In my experience, onboarding is something that is usually an afterthought, if
it is considered at all. Which is why, when starting from scratch as CTO at
two companies, I set it as a top priority from day one. In both instances,
onboarding was optimized as much as possible. In one company, we used Okta,
and 90% of accounts needed to be productive (Git, Jira, Confluence, the HR
system, etc) were auto-created prior to the start date. We reduced, as much as
possible, the need to manually create or request access to needed systems.
Instead, based on your job function, we already knew what you would need
access to and automatically made those requisitions. I realize this is easier
to do when you are starting from scratch, but it demonstrates that it is
feasible. It’s simply a matter of will and valuing the importance of a smooth
onboarding experience. After all, you spent a ton of time and money finding
this candidate - why not get them productive as fast as possible?
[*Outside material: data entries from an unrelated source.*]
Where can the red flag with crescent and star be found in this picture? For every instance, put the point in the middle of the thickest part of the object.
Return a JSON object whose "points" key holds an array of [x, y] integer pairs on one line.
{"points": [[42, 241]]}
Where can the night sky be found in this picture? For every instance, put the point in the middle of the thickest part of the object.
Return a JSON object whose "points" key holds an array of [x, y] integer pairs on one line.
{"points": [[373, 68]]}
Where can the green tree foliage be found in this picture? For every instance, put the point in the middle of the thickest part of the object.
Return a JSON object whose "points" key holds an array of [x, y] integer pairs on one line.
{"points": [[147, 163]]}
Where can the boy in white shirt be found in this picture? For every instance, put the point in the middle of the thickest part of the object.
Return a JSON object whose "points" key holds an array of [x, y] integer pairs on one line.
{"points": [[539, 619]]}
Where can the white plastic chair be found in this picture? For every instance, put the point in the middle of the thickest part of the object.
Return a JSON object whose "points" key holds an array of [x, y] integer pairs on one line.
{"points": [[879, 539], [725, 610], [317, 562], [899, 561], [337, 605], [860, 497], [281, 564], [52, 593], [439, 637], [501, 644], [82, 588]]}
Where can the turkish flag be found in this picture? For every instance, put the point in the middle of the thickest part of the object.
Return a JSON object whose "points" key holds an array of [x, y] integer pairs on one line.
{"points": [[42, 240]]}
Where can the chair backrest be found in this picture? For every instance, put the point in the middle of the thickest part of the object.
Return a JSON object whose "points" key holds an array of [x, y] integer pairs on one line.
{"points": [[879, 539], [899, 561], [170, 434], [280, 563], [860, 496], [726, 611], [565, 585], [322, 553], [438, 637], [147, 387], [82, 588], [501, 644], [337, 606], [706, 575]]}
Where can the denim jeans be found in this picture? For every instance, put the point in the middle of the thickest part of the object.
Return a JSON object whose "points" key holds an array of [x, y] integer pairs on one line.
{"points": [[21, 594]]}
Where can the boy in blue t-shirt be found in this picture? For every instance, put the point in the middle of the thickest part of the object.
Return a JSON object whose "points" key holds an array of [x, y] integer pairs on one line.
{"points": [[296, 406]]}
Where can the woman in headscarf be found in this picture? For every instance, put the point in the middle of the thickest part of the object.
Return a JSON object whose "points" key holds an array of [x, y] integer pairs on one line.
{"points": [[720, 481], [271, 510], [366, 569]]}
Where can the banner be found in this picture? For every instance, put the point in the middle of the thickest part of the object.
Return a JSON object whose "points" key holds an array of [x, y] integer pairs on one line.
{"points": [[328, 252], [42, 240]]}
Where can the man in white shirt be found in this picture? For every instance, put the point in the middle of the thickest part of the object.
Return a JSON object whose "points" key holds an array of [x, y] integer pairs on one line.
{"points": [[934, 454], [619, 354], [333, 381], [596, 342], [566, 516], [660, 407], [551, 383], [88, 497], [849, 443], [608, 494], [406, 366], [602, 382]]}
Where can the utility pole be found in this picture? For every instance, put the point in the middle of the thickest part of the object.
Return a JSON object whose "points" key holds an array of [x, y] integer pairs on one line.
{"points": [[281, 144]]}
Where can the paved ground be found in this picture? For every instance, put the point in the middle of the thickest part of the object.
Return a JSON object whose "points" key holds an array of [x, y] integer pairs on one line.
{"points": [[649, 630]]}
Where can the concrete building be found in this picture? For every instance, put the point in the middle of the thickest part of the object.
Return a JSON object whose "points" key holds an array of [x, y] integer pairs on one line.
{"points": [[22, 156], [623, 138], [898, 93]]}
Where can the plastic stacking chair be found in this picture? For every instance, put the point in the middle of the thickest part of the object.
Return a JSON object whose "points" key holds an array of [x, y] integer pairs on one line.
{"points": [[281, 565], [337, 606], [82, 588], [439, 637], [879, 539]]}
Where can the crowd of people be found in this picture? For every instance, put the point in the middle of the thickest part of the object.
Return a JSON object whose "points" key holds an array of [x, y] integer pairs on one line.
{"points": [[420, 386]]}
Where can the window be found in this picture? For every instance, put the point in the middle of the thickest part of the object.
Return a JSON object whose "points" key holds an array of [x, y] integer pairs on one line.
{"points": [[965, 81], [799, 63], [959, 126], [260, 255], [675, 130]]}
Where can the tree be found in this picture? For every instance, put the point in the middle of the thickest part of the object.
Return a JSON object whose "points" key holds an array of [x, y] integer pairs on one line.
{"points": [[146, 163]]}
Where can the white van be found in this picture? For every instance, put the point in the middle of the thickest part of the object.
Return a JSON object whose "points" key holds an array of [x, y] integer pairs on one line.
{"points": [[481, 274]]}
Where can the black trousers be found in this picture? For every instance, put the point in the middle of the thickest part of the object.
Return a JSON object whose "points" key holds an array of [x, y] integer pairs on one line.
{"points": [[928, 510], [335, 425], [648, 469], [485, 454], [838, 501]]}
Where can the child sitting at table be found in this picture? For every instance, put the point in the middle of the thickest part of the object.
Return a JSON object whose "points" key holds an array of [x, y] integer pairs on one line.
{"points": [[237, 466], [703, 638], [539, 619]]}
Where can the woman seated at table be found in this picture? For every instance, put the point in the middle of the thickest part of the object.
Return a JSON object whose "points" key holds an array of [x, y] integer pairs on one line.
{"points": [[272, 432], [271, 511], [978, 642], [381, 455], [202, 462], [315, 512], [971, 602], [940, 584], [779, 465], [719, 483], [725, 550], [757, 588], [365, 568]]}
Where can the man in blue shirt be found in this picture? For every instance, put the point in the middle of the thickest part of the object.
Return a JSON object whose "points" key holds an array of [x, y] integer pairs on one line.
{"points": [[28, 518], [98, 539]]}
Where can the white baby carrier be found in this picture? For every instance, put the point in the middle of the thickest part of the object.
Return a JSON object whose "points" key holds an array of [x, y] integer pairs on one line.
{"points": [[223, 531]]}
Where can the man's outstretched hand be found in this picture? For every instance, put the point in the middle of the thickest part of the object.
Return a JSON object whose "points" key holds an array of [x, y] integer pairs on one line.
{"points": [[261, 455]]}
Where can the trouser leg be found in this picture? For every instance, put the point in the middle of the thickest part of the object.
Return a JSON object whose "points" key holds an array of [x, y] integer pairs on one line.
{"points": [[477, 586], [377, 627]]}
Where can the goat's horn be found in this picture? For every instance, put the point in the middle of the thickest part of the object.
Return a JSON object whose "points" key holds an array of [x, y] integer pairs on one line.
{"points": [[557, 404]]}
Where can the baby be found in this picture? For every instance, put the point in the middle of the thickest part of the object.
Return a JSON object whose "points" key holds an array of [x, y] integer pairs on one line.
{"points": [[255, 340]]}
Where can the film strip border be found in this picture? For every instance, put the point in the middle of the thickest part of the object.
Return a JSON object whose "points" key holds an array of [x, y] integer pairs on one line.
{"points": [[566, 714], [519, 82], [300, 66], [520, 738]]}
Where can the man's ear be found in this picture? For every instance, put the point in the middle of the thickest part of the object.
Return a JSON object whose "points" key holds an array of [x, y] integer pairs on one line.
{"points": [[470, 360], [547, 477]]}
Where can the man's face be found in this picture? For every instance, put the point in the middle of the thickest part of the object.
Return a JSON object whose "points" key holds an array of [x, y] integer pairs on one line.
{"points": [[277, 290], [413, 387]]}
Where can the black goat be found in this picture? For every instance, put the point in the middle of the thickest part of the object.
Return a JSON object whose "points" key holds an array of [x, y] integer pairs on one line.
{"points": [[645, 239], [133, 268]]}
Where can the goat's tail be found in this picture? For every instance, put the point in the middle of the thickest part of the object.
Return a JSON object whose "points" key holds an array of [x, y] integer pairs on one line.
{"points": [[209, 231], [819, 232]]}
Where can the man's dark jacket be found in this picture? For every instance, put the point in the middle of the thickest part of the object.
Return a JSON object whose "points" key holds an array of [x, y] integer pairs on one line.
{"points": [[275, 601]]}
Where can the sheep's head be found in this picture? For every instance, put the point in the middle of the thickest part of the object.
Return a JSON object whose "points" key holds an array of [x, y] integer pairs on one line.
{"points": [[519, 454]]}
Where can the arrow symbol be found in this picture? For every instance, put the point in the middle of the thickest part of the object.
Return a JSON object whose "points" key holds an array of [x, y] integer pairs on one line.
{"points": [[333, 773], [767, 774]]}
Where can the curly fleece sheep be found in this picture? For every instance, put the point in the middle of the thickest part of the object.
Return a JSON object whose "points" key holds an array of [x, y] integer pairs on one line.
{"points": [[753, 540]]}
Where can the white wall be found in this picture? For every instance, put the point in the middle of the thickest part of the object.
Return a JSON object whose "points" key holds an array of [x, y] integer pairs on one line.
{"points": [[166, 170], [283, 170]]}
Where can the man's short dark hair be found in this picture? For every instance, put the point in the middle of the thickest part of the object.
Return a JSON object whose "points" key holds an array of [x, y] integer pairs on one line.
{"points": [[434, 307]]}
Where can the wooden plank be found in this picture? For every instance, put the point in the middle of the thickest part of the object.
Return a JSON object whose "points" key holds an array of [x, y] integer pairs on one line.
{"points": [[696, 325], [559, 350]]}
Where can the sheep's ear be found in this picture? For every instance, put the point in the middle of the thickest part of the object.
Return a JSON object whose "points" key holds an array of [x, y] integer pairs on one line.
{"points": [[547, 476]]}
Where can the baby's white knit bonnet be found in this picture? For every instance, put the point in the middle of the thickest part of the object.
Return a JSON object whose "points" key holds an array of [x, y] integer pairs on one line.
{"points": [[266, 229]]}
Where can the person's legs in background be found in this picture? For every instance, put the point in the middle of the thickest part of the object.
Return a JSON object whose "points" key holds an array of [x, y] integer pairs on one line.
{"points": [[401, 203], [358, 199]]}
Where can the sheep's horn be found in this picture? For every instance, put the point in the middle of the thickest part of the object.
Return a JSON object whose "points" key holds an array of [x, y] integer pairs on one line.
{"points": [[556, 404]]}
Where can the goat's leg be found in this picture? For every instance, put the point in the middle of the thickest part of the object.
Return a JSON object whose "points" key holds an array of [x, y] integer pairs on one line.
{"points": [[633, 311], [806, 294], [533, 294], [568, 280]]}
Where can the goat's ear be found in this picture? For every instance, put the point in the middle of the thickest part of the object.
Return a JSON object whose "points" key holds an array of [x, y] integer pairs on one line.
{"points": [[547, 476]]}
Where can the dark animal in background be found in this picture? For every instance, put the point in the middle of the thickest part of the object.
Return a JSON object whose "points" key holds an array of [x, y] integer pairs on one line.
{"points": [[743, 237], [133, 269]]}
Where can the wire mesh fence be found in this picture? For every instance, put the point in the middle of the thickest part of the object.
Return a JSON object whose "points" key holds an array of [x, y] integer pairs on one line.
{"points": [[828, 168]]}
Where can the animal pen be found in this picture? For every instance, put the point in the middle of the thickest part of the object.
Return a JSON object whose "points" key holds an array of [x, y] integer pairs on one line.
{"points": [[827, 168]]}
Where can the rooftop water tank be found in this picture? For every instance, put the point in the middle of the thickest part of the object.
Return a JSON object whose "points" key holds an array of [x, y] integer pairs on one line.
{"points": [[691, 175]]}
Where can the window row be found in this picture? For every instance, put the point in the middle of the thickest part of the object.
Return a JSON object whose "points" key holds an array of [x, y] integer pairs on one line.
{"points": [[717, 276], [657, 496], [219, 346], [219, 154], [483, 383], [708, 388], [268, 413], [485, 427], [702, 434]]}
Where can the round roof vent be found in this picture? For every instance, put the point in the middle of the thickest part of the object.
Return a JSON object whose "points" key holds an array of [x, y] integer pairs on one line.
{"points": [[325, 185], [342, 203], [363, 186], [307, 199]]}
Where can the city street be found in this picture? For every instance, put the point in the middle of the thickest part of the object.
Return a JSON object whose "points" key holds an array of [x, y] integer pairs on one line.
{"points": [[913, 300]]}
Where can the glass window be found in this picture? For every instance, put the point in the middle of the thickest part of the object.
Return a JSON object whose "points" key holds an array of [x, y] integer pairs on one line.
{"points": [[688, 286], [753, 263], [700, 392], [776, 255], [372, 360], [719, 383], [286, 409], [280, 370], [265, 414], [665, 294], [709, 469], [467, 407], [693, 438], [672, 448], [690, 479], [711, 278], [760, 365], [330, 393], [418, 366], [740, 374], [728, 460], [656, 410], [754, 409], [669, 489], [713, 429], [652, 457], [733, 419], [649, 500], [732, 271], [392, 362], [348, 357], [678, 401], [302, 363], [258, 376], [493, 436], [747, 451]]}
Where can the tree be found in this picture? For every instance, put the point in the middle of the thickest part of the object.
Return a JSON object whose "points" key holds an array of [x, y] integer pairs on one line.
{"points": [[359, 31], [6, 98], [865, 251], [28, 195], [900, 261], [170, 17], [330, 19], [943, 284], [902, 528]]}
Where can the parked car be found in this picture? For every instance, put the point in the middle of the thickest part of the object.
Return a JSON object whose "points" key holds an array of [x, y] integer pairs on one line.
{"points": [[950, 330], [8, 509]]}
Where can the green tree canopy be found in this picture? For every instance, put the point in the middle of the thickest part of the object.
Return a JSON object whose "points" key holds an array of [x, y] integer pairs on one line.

Setting up the development environment was also scripted. We had scripts for
setting up and installing the tools needed for frontend and backend
development. Common aliases and scripts were shared via a shared “dot files”.
In most cases, it was possible to checkout the relevant repos, run unit tests,
commit code and deploy to production on the first or second day. There is no
reason one can’t have all you need ready to go on day one. Certainly things
get out of date as time passes, but the expectation of every new hire was to
improve the documentation and fix any flaws. This “onboarding as code”
mentality also made it easier when an experienced engineer needed to set up a
new laptop. Documentation is like a garden - it needs to be constantly weeded
and pruned.

Finally, there’s the matter of learning the tech stack, code base and current
toolset. Again, this needs to be a deliberate, well thought out experience
rather than an ad-hoc, thrown into the deep-end of the pool, sink-or-swim
challenge. A manager needs to make it their top priority to figure out how to
get new employees (or internal transfers) up to speed and confident as quickly
as possible. This requires special skills in writing good documentation and
figuring out the various learning styles of engineers.

I agree - if you onboard, and struggle getting code to compile, can’t find the
right documentation about how things work - then it sours your experience with
the company. In some cases it feels like onboarding is a struggle and it’s a
badge of honor to have survived. That you “made it through” and “paid your
dues.” This may work with certain engineers, but I don’t think it is healthy
or wise.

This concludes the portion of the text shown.